# Buggeration - Blew My Mc40 Drive, Any Ideas?



## mattthemuppet2 (May 19, 2016)

hi all,

moment of great excitement today - wiring up a treadmill motor that I'm almost ready to put on my drill press. Wired up the plug>fuse>on/off switch>board with the trim pot and motor plugged into their respective spots.

Nothing, not a sausage.

Checked that there was AC going into the board but no DC out. Tried the motor on my lathe drive, worked fine. Tried the drive on my lathe motor, nothing. So at least the motor's fine.

Kept having problems picking up AC at the board, so decided to wire the board directly to the power cord. Trim pot at off. Plugged in the power cord - FLASH - unplug power cord.

Two diodes (1N4005) blew. One wired to each leg of the AC input, with their output legs on a common connection

They're the 2 diodes on the left, under the middle yellow wire. In happier times 



close up of blown diodes



diodectomy



So, I'm guessing that these diodes are some kind of protection for the control circuitry on the board as the SCRs are wired directly to the 2 legs of the AC input and DC output. Other than that, I've no clue. I have a couple of suitable replacements, but don't want to put them on the board only for them to blow too. Any ideas why this happened? Why when directly wired into the mains but not via the plug and switch (have to DMM that set up to find out what's going on too)? The trim pot was at the off position, so there shouldn't have been any current flowing through the board. No obvious shorts or issues elsewhere.

thanks!


----------



## British Steel (May 19, 2016)

Hi Matt,
I'm not familiar with that board, but the KB KBIC boards have the speed control pot terminals at about half supply, shorting them to earth (ground) will do similar damage to the supply to the control electronics...

Dave H. (the other one)


----------



## John Hasler (May 19, 2016)

I'm guessing that those are rectifiers for the low-voltage supply for the control circuitry, but I'd need to see the board to say for sure.  Everything is isolated from the case, right?  Are the tabs of the SCRs isolated from the heatsink?  Some SCRs are internally isolated, while others have the anode tied to the tab.


----------



## mattthemuppet2 (May 19, 2016)

British Steel said:


> Hi Matt,
> I'm not familiar with that board, but the KB KBIC boards have the speed control pot terminals at about half supply, shorting them to earth (ground) will do similar damage to the supply to the control electronics...
> 
> Dave H. (the other one)



Thanks Dave. No idea to be honest - I used a pot that came from the treadmill with that controller (or similar MC model). I can check to see if it's behaving as intended



John Hasler said:


> I'm guessing that those are rectifiers for the low-voltage supply for the control circuitry, but I'd need to see the board to say for sure.  Everything is isolated from the case, right?  Are the tabs of the SCRs isolated from the heatsink?  Some SCRs are internally isolated, while others have the anode tied to the tab.

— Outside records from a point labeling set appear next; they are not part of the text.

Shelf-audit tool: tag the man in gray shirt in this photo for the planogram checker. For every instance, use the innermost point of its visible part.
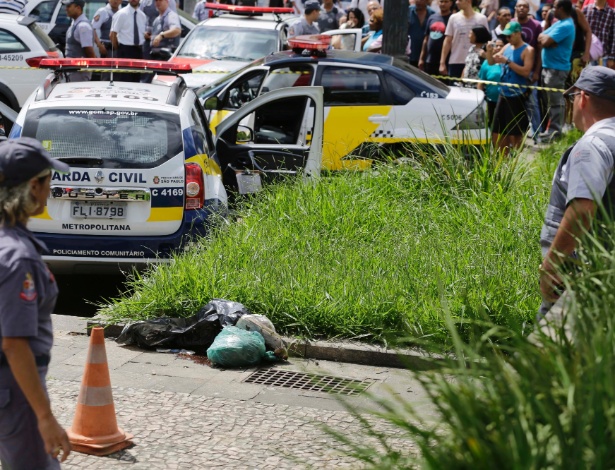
(308, 23)
(583, 178)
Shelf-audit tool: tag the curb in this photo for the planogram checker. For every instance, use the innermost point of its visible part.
(342, 351)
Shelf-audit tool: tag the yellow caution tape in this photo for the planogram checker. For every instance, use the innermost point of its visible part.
(439, 77)
(487, 82)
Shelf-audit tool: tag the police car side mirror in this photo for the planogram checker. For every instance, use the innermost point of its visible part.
(244, 135)
(212, 103)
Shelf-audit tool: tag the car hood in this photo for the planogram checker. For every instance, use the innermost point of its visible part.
(465, 94)
(210, 72)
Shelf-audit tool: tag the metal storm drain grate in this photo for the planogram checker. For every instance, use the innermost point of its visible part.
(311, 382)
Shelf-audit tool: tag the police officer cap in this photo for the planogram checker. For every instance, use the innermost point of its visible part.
(596, 80)
(81, 3)
(311, 5)
(24, 158)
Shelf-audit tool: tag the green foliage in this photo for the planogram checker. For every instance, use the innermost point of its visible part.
(509, 402)
(358, 254)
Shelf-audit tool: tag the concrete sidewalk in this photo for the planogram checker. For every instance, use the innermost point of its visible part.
(185, 415)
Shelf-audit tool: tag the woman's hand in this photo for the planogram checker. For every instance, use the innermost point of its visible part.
(54, 437)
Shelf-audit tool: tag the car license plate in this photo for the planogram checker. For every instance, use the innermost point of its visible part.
(98, 209)
(248, 182)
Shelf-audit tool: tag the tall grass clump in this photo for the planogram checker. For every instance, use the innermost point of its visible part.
(507, 401)
(359, 254)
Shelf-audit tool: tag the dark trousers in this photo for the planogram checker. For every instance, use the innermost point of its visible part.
(129, 52)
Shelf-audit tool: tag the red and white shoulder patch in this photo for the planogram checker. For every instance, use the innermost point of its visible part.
(28, 289)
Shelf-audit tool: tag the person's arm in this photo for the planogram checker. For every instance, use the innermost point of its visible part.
(23, 367)
(423, 55)
(577, 218)
(528, 63)
(446, 50)
(584, 25)
(546, 41)
(113, 38)
(101, 47)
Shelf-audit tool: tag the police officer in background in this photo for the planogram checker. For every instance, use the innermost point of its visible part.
(102, 27)
(308, 23)
(79, 37)
(151, 12)
(127, 35)
(30, 436)
(166, 30)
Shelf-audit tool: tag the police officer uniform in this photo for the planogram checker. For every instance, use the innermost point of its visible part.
(28, 294)
(329, 20)
(129, 25)
(79, 36)
(151, 12)
(301, 26)
(102, 22)
(168, 20)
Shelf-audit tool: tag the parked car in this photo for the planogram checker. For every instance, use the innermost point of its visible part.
(21, 41)
(146, 175)
(369, 99)
(51, 17)
(238, 34)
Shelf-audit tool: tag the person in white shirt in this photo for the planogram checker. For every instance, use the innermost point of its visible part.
(128, 35)
(12, 7)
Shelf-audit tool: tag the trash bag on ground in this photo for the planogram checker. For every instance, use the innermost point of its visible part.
(196, 333)
(235, 347)
(263, 325)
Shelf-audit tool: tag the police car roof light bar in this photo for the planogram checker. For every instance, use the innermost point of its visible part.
(156, 66)
(247, 10)
(312, 44)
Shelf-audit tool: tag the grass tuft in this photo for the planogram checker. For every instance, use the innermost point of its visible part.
(361, 254)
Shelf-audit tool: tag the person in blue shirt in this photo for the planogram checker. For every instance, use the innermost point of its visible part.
(418, 14)
(556, 43)
(30, 435)
(491, 73)
(510, 121)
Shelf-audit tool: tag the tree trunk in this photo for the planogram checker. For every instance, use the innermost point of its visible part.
(395, 28)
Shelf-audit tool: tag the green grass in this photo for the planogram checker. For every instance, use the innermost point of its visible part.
(505, 402)
(361, 255)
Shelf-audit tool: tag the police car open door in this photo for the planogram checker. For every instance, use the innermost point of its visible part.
(275, 145)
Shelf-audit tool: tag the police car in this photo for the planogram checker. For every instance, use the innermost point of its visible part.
(52, 18)
(145, 174)
(369, 99)
(22, 41)
(238, 34)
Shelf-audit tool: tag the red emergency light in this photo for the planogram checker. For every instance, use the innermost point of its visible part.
(114, 64)
(310, 43)
(247, 9)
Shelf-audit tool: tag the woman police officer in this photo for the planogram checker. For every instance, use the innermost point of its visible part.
(30, 436)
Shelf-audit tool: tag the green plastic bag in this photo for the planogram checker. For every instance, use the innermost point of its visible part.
(234, 347)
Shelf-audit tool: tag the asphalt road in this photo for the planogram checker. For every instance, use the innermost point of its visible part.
(79, 294)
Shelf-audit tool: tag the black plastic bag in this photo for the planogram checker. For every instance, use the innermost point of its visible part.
(196, 333)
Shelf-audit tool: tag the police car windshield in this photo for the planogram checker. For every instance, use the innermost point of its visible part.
(108, 138)
(229, 44)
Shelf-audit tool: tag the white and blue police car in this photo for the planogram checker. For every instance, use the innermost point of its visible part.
(145, 174)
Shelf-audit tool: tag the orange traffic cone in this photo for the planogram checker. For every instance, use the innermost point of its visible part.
(94, 430)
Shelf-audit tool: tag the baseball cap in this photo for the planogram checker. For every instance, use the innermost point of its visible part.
(512, 27)
(436, 30)
(81, 3)
(24, 158)
(311, 5)
(597, 80)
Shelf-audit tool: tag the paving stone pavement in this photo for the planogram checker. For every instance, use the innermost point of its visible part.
(191, 416)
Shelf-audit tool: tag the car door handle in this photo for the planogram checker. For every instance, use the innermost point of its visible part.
(378, 118)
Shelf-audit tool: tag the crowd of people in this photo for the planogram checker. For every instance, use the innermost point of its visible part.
(519, 42)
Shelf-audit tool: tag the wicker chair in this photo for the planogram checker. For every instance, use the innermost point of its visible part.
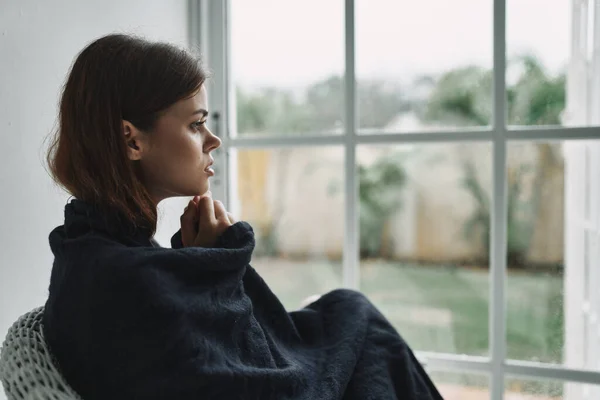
(27, 369)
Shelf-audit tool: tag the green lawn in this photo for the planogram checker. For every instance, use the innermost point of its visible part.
(439, 308)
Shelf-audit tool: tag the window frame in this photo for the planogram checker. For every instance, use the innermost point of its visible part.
(209, 24)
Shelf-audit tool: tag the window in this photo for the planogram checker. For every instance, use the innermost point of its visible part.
(443, 157)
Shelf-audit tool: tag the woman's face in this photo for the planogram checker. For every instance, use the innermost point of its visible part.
(176, 156)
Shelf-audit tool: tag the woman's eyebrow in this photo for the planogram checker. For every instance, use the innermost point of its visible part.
(201, 111)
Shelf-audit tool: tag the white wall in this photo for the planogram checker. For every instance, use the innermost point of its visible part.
(38, 41)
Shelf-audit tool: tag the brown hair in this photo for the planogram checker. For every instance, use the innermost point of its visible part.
(115, 78)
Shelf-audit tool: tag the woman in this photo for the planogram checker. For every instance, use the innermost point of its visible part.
(127, 319)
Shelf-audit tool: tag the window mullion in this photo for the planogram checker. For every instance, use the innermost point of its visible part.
(351, 235)
(497, 317)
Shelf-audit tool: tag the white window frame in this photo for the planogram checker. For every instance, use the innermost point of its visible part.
(209, 24)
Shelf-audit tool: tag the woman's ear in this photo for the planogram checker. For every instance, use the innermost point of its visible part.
(133, 140)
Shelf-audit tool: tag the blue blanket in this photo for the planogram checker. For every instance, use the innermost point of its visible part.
(129, 320)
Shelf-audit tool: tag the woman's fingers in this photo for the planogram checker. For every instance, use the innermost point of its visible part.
(220, 211)
(206, 210)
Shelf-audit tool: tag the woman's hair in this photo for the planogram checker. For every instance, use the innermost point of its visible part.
(117, 77)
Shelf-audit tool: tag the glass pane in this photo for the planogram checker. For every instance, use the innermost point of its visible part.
(521, 389)
(461, 386)
(287, 61)
(553, 78)
(424, 241)
(294, 200)
(423, 65)
(553, 302)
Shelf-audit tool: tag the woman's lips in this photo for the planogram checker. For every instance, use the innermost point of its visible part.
(209, 170)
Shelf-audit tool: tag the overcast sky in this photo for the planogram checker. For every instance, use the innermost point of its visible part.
(293, 42)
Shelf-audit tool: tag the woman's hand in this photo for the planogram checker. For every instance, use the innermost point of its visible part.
(204, 221)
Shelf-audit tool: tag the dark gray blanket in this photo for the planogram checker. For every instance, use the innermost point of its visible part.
(126, 320)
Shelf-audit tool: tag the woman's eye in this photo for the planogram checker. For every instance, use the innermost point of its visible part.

Thanks John, that'd be my guess too - all the SCRs are off on much thicker traces, including ones connected by those yellow wires. The tabs are not isolated from the heatsink, just thermal compound same as the original heatsink/ shelf it came attached too. I'd assume that it would be safe to use them as they were used originally, but I can check the traces to double check. I do remember that a couple of the SCRs have the tab/ middle leg soldered into the same trace as one of the outer legs, but that doesn't necessarily mean the tab is live or does it?

Possibly silly Q - does it matter which way round the AC wires are? I wouldn't have thought so, just wanted to check.


----------



## John Hasler (May 19, 2016)

It doesn't matter which way around the AC wires are as long as the cirucitry is isolated as it should be.  Was the heatsink in the original assembly grounded?  In any case I suggest that you unscrew the devices from the heatsink and use your ohmmeter to check for continuity between the tab and each pin of each device.  If I had the information printed on the cases of the devices I might be able to look them up for you.

At least one of those devices is a diode, by the way.


----------



## mattthemuppet2 (May 19, 2016)

neat, thanks John! The board was originally mounted direct to an aluminium heatsink which in turn was mounted to the steel frame of the treadmill. The ground was bolted to the steel frame.

I had a look at the SCRs/ things again and several of them have each of the 3 pins connected to a different trace, if that helps. I'll read off the device info in a bit (working, hammock, cat on lap, hard to type!) and also remove the heatsink to check continuity.

Also checked the trim pot and it's behaving as it should - full resistance (9.5k) across the red and black terminals, from 0 to 9.5k from white to red/ black depending on rotation of the pot. direction obviously depends on red to white or white to black. plug and switch also checked out fine too. Don't know what I was doing wrong before.


----------



## mattthemuppet2 (May 20, 2016)

woohoo! Fixed it!

First, no continuity between middle leg and tab.

Second, replaced the diodes with some 1N4002 diodes I scrounged from some random piece of electronic equipment.

Third, it works! Well, just for a little bit until it blew the tiny fuse in the fuse holder  I think it was a 3A one, but I'd have to check. Didn't have anything bigger in that size (GMA), so soldered an AGC 5A fuse to the blown one and popped it back in. Yeah yeah, it's not going to stay that way  Anyway, works - from 0 to full speed. Woohoo!

Quick Q for the electronics gurus. The 1N4002 is rated at about 1/6 of the max reverse voltage as the 1N4005. Is it safe to leave them in or should I find some 1N4005? I have two 1N4007 (almost twice the rating of the 1N4005) I can put in - is higher better in this case? I'm guessing yes, as they're not meant to be fuses (!), but guessing and electronics got me electrocuted once so I'm a bit wary of that.


----------



## John Hasler (May 20, 2016)

Those 1N4002s are 100V diodes.  Replace them.  The 1N4007s will work fine.  Check around under the board and make sure that there isn't a component lead or something making intermittent contact with the case.  Something had to be shorted to draw enough current to smoke those diodes.


----------



## mattthemuppet2 (May 20, 2016)

thanks John, will do. I tested it outside the case, although there shouldn't have been any possible routes to a short you never know.

Checked it again this morning - no start. Double checked connections and fuses, all good. Then suddenly it starts in the middle of the trim pot range and blows the fuse. Bletch.

I'm starting to wonder if this board was from the treadmill I found that nearly spat my wife off the back into the bushes. Good for me at the time (I got to dismantle the treadmill), perhaps it's now coming back to bite me. I think I'll take a ride out to the scrapyard and see if they have any treadmills in


----------



## mattthemuppet2 (May 21, 2016)

well I replaced the fuse, then it worked, then it didn't. Rather than spend a bunch of time stumbling around scratching my head I bought a working replacement for $30. I can use the other one for spares. thanks for your help everyone!


----------